At the center of the exhibition sits three tables by Monet, made in 1867 and representing three views of the capital painted from a balcony of the Louvre museum, when the artist was still only a 26 -year -old art student. Of a gesture considered radical at the time, Monet, through these three works, “Turned up to the old masters (du Louvre) to paint modern life in the streets”explained the exhibition commissioner Frouke Van Dijke, during a presentation. This artistic turning point reflects the upheavals that Paris experienced in the 19th century, like major works that modernized the medieval city, giving it its emblematic Haussmann boulevards.
The sunny urban landscapes of the impressionists coexist within the exhibition with photographs, lithographs and archive documents also showing the shadows of this transition, the growth of the city having pushed the poorest on the periphery, and the Franco Prussian war and the siege of Paris still weighing on the spirits.
“I think painting never gets rid of the historical context”explained Ms.
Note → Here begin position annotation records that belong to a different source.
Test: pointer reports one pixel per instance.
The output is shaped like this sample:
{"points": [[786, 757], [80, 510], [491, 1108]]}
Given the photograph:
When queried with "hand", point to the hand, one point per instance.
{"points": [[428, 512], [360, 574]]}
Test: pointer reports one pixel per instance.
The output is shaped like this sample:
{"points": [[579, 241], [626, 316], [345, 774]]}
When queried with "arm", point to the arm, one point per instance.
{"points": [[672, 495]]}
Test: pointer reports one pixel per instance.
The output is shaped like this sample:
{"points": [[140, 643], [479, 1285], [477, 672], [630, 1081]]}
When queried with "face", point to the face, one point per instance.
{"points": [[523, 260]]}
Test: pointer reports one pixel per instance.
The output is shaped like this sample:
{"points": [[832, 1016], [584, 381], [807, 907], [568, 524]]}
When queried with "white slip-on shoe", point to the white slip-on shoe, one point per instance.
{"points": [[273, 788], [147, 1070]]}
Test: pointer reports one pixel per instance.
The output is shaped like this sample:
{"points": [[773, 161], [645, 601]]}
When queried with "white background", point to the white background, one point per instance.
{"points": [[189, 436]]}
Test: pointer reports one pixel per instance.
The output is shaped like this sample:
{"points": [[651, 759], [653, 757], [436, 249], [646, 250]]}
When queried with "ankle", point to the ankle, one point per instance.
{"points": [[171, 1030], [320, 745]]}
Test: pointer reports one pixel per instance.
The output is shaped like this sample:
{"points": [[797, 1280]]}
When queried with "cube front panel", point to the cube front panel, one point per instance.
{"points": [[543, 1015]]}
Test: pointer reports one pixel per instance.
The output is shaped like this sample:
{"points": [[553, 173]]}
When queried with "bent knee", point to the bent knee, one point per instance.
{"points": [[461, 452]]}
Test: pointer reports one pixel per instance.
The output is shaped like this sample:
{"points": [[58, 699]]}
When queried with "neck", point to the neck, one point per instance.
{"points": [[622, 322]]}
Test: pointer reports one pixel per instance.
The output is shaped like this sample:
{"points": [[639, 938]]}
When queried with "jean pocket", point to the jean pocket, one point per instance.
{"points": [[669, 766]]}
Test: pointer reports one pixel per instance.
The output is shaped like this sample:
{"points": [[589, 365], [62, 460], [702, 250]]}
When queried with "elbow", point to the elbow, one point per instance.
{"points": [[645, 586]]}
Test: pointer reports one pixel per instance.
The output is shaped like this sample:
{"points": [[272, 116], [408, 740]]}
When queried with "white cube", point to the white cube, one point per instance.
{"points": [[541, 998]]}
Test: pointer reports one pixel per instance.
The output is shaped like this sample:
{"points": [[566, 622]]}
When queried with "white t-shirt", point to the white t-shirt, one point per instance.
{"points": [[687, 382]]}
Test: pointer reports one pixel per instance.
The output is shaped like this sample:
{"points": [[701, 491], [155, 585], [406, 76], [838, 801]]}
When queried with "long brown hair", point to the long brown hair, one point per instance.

Van Dijke to AFP. “The novelty of this exhibition is really to see this juxtaposition of the Palais des Tuileries de Monet next to a photo of the ruins of this palace, to add this historical context and seek these contrasts. »»
Representing the Garden of the Infante, the Quai du Louvre and the Saint-Germain-l’Auxerrois church, the three tables of Monet are exceptionally gathered in The Hague, the first two from the collections of the Allen Memorial Art Museum D ‘Oberlin (United States) and the Nationalgalerie de Berlin (Germany). The exhibition will be held from February 15 to June 9, 2025 at the Musée des Beaux-Arts in The Hague.